Data-Driven Perspectives on Federal Budgetary Dynamics for Identifying Anomalies and Patterns in Resource Allocation and Obligation Trends

Rafiqus Salehin Khan

Data & Assessment Associate at Success Academy Charter Schools, NYC

https://orcid.org/0009-0002-5634-4681

Md Riad Mahamud Sirazy

Technology Integration Associate (Information Technology), Shine Electronics Co. NYC

https://orcid.org/0009-0009-4838-1635

Rahul Das

Device Quality Engineer, Shine Electronics Co. NYC

https://orcid.org/0009-0008-0365-4399

Sharifur Rahman

MSc in Business Analytics, University of Central Oklahoma, USA

https://orcid.org/0009-0009-5465-7159

Keywords: anomalies, budgeting practices, clustering models, efficiency, resource allocation, spending patterns, outlier detection


Abstract

Federal agencies tasked with significant program mandates often exhibit uneven spending patterns that can obscure broader fiscal objectives. This study investigated how major sub-components allocate and obligate resources over multiple years, seeking to identify common behaviors, anomalies, and possible influences on spending decisions.
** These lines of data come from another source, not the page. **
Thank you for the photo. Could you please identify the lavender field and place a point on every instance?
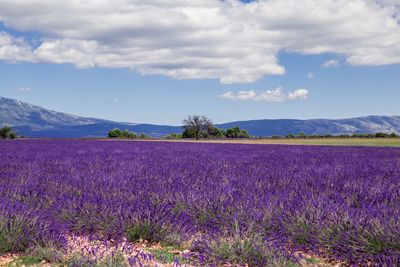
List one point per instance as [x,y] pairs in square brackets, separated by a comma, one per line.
[261,205]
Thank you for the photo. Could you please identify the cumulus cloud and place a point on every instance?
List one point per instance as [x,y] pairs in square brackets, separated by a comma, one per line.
[24,89]
[299,94]
[331,63]
[182,39]
[275,95]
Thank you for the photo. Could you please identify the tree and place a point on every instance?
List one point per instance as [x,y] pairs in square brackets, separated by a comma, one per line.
[125,134]
[197,125]
[115,133]
[216,132]
[7,132]
[236,132]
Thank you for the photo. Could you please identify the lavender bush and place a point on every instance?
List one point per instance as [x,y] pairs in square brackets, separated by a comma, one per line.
[263,201]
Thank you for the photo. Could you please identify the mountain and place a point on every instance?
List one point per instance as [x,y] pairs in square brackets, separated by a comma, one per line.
[369,124]
[34,121]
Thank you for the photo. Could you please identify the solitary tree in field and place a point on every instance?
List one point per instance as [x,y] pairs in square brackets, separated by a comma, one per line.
[197,125]
[7,132]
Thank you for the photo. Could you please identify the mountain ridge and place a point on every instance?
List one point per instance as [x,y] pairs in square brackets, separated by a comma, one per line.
[35,121]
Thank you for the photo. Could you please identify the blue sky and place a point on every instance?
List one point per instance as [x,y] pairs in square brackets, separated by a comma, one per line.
[350,84]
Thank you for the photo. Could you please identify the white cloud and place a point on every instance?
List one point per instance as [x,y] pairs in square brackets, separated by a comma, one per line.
[331,63]
[24,89]
[299,94]
[184,39]
[275,95]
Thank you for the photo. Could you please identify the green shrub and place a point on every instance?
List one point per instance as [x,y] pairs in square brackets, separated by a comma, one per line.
[148,231]
[251,251]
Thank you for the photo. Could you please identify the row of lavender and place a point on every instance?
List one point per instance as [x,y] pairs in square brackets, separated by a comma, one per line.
[242,203]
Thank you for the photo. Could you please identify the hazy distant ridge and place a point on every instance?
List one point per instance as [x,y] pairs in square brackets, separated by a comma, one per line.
[35,121]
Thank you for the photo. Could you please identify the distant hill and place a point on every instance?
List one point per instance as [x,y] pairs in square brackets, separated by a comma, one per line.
[369,124]
[34,121]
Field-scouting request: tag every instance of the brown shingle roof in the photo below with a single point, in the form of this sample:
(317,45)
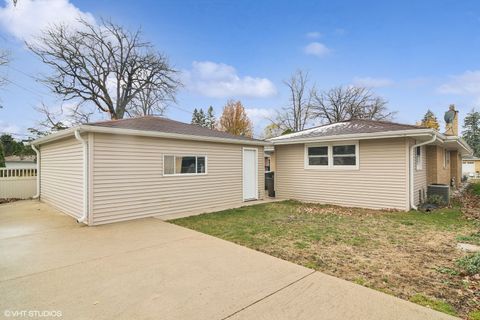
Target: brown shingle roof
(347,127)
(159,124)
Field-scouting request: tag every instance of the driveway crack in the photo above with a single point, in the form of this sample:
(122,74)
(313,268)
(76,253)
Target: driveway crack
(269,295)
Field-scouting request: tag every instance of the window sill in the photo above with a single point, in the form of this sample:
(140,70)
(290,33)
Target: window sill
(184,174)
(333,168)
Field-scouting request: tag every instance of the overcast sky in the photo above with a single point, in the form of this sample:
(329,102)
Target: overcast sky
(416,54)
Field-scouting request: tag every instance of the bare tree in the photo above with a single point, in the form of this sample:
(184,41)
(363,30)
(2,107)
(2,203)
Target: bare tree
(4,59)
(51,121)
(297,114)
(349,103)
(149,101)
(57,119)
(105,65)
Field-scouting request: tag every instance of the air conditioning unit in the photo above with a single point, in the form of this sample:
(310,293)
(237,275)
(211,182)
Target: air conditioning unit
(442,190)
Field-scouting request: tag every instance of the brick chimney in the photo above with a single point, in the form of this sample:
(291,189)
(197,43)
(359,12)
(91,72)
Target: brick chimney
(451,121)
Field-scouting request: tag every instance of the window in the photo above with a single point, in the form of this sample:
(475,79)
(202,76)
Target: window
(446,158)
(318,156)
(344,155)
(178,165)
(418,158)
(332,155)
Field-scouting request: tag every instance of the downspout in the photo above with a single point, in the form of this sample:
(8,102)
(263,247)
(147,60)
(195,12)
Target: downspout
(37,195)
(84,216)
(411,182)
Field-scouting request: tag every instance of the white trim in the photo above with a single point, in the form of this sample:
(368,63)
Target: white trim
(411,177)
(37,195)
(256,173)
(84,217)
(331,165)
(180,154)
(145,133)
(419,162)
(446,158)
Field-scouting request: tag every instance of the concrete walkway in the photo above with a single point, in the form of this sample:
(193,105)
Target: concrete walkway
(150,269)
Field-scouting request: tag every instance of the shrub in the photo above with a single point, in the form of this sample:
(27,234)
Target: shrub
(470,263)
(434,304)
(436,200)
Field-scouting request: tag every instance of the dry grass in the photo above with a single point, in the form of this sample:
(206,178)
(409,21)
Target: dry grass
(409,255)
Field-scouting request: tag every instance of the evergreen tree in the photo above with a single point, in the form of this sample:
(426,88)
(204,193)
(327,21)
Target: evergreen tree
(2,157)
(210,121)
(235,120)
(195,116)
(202,119)
(430,121)
(471,131)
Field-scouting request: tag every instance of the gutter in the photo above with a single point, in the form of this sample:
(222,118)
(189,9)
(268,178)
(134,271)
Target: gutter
(357,136)
(411,182)
(146,133)
(37,195)
(84,216)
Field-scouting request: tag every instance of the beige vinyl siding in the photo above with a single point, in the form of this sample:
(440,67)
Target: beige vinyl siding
(420,176)
(380,181)
(128,180)
(61,175)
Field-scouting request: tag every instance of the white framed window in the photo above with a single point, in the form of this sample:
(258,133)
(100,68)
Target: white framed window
(418,158)
(446,158)
(318,156)
(338,155)
(179,165)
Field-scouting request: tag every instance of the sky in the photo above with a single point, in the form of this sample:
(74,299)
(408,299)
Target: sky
(418,55)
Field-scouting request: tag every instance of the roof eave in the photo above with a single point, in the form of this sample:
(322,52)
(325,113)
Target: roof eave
(360,136)
(144,133)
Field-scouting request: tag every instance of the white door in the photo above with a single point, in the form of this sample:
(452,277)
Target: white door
(250,174)
(468,167)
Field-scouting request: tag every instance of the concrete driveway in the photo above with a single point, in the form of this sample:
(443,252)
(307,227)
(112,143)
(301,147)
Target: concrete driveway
(150,269)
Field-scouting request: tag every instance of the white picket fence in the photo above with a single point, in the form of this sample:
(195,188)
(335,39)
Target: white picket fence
(18,183)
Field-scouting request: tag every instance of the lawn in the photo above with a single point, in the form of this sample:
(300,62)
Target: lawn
(411,255)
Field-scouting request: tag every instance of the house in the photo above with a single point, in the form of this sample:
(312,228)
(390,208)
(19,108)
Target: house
(471,166)
(125,169)
(20,162)
(365,163)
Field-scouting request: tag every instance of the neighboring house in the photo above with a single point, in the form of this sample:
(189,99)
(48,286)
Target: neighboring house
(20,162)
(125,169)
(470,166)
(365,163)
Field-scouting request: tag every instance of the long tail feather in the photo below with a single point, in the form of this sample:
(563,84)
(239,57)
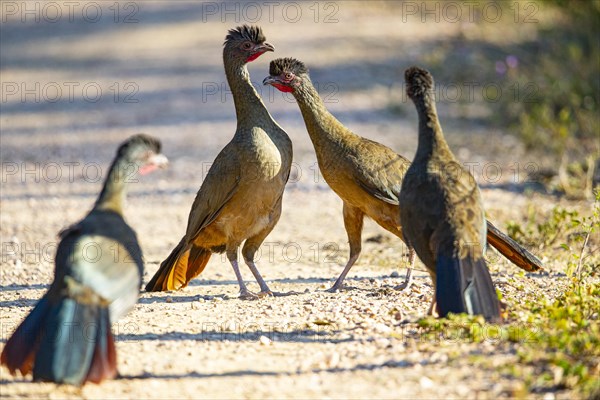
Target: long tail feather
(75,332)
(465,286)
(179,268)
(63,342)
(104,358)
(512,250)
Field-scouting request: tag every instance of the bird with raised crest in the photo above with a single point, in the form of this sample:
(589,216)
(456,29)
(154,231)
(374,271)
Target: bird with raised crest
(442,214)
(240,199)
(67,337)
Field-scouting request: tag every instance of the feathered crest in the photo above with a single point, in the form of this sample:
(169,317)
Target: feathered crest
(418,81)
(292,65)
(246,32)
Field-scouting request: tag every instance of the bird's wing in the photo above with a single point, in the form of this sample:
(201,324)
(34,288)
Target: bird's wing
(464,205)
(379,170)
(217,189)
(421,216)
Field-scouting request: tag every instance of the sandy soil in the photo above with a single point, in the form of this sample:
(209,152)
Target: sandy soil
(202,342)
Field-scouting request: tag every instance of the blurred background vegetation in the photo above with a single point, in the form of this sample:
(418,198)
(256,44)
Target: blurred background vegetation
(543,60)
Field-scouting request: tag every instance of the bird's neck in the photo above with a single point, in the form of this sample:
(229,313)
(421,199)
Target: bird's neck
(248,104)
(322,127)
(431,137)
(113,192)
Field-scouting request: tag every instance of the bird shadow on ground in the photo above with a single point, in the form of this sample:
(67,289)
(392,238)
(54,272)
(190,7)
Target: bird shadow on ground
(240,373)
(19,303)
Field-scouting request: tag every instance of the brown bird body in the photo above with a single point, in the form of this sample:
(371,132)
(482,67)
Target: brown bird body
(240,198)
(442,214)
(365,174)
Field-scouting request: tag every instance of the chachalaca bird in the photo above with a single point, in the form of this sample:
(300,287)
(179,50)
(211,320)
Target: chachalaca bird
(365,174)
(442,214)
(66,338)
(240,198)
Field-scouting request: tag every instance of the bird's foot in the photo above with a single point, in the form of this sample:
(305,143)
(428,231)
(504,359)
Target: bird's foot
(340,288)
(248,295)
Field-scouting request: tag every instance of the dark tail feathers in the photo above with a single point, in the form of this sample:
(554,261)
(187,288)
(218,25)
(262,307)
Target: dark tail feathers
(179,268)
(465,286)
(66,342)
(512,250)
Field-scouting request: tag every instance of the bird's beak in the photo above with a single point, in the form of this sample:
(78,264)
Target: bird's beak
(269,80)
(267,47)
(159,160)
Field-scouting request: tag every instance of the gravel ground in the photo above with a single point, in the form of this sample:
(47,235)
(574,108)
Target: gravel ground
(202,342)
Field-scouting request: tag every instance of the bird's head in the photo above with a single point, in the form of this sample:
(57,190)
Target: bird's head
(143,151)
(246,43)
(286,74)
(418,82)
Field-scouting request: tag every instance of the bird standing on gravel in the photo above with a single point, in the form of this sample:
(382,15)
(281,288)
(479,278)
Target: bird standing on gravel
(240,199)
(442,214)
(365,174)
(67,338)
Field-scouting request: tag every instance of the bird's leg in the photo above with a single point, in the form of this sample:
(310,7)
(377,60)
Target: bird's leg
(245,294)
(433,309)
(353,221)
(408,280)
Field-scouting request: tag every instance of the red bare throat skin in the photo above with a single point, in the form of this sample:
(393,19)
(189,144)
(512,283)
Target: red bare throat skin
(255,56)
(146,169)
(283,88)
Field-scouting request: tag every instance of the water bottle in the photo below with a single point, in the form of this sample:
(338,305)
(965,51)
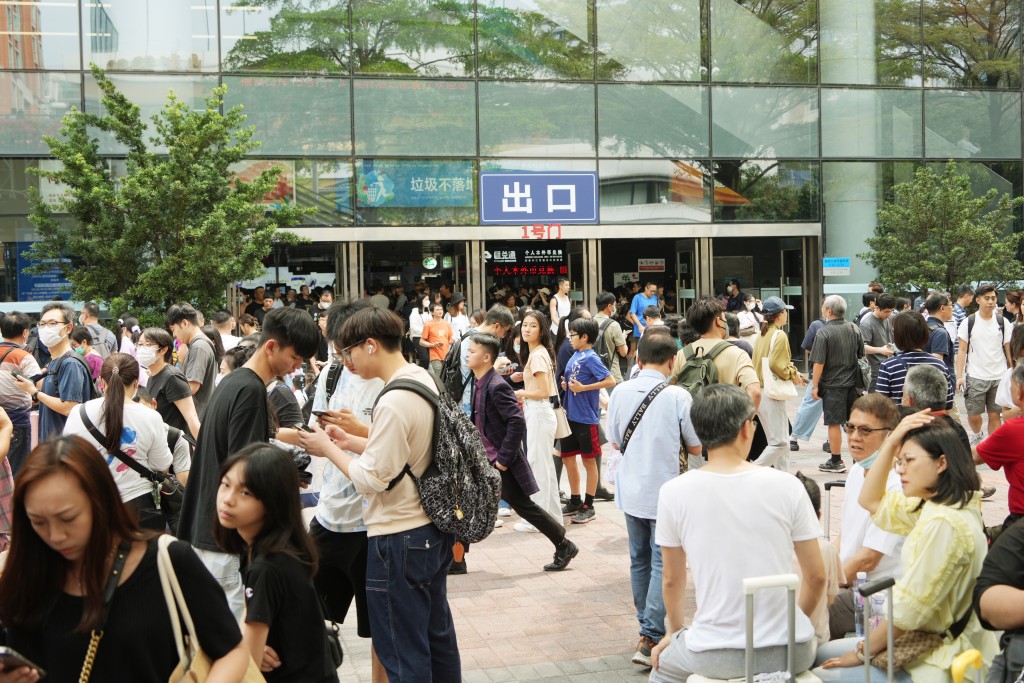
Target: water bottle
(858,604)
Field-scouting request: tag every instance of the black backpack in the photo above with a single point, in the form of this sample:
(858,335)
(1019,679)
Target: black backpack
(459,489)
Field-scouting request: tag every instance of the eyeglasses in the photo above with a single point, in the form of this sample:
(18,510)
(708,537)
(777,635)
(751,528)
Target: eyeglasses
(863,431)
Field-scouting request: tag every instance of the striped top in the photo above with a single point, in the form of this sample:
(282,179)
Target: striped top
(892,374)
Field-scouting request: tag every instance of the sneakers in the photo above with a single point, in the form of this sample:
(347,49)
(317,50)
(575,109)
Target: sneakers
(833,467)
(642,655)
(585,515)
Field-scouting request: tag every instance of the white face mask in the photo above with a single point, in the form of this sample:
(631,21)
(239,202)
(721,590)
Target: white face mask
(146,355)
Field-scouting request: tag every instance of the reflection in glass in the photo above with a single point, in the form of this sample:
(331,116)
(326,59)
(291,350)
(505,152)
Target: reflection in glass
(764,122)
(767,190)
(764,41)
(653,120)
(296,36)
(39,35)
(413,37)
(151,35)
(32,104)
(536,39)
(537,120)
(657,190)
(415,118)
(973,43)
(306,115)
(870,123)
(649,40)
(962,125)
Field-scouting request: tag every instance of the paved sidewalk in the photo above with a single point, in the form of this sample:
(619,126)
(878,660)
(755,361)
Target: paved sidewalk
(517,623)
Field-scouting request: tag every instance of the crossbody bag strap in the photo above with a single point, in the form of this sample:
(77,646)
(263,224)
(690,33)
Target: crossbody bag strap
(644,404)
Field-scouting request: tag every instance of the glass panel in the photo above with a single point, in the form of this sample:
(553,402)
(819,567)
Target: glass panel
(870,42)
(390,191)
(653,120)
(870,123)
(537,120)
(293,36)
(960,124)
(415,118)
(973,44)
(32,105)
(760,122)
(767,190)
(535,39)
(39,35)
(151,35)
(654,191)
(649,40)
(413,37)
(764,41)
(293,116)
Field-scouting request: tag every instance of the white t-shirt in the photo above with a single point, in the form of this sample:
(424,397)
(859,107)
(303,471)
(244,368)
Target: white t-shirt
(859,531)
(985,358)
(142,438)
(735,526)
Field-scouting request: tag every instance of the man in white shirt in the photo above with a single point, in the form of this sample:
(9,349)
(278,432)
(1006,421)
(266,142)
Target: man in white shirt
(982,358)
(864,547)
(733,520)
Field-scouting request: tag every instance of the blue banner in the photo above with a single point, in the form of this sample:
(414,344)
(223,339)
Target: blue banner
(539,198)
(414,183)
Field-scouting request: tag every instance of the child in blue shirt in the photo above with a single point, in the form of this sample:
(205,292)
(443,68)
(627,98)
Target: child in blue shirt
(583,380)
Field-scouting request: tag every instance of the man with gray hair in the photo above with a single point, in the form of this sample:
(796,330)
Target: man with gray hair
(837,348)
(732,520)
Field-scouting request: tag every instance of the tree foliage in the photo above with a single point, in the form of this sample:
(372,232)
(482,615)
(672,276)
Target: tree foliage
(937,235)
(177,226)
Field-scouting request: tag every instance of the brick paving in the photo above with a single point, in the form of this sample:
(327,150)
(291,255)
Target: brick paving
(517,623)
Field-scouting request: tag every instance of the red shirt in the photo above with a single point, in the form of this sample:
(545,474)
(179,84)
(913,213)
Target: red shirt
(1005,449)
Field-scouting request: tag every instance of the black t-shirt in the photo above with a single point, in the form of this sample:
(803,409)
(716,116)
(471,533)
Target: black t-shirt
(168,386)
(236,417)
(137,643)
(1004,566)
(281,594)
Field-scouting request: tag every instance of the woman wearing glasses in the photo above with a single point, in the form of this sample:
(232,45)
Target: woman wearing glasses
(939,512)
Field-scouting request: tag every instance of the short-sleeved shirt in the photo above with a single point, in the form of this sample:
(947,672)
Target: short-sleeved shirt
(280,593)
(586,368)
(201,366)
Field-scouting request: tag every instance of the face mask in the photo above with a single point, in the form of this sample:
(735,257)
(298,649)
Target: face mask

Objectives included examining efficiency, detecting outliers, and grouping sub-components according to their historical trends to guide refined budgeting practices. Methods encompassed K-means and hierarchical clustering, correlation analysis to assess alignment between resources and obligations, outlier detection through z-score and interquartile range, and linear regression to quantify directionality in spending patterns. Results highlighted several trajectories, with the “Centers for Medicare and Medicaid Services” emerging as a clear outlier due to rapid escalation in obligations that exceeded standard expectations. The “Office of Federal Student Aid” showed a contrasting scenario, underspending its allocated resources and displaying negative z-scores by 2023. Meanwhile, the “Food and Nutrition Service” maintained a balanced ratio of obligations to allocations, pointing to stable management processes. Clustering models grouped agencies into stable, quickly increasing, and fluctuating spending categories, revealing operational parallels among sub-components that share cluster assignments. Correlation tests affirmed a strong linkage between resource distribution and spending outcomes in most cases, notwithstanding a few anomalies. Recommendations highlight the importance of embedding advanced data analytics in budgetary supervision, reinforcing real-time monitoring to enable early detection of deviations and fostering inter-agency collaboration in the dissemination of best practices. Forward-looking strategies focused on adaptive budget allocations and methodological refinements promise stronger alignment between designated resources and evolving policy imperatives.